Failure to Provide Timely Bathing for Dependent Residents
Penalty
Summary
The facility failed to ensure that dependent residents received timely bathing as required by their care plans and physician orders. Medical record reviews for two residents revealed that scheduled showers or bed baths were not consistently offered or completed on the designated days. One resident, with diagnoses including dementia, peripheral vascular disease, COPD, and chronic pain syndrome, required substantial assistance with ADLs and had physician orders for showers or bed baths twice weekly. Documentation showed missed bathing opportunities on several scheduled days, and the resident reported that showers were not provided because staff were too busy. Another resident, with hemiplegia, cerebral vascular accident, sickle-cell disease, and seizures, also required staff assistance for bathing and had similar orders for regular showers. Records indicated multiple missed or undocumented showers on scheduled days, and the resident confirmed that showers were not completed as expected.
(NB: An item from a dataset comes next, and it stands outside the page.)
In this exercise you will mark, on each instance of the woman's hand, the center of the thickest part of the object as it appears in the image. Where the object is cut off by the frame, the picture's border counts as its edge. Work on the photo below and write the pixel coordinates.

Interviews with the DON and CNAs confirmed the absence of documentation for bathing on the missed dates and verified that if the electronic medical record was blank, the shower task was not completed. The facility's policy required that care and services for ADLs, including bathing, be provided based on the resident's assessment and needs. The deficiency was identified through medical record review, resident and staff interviews, and facility policy review, and was investigated under multiple complaint numbers.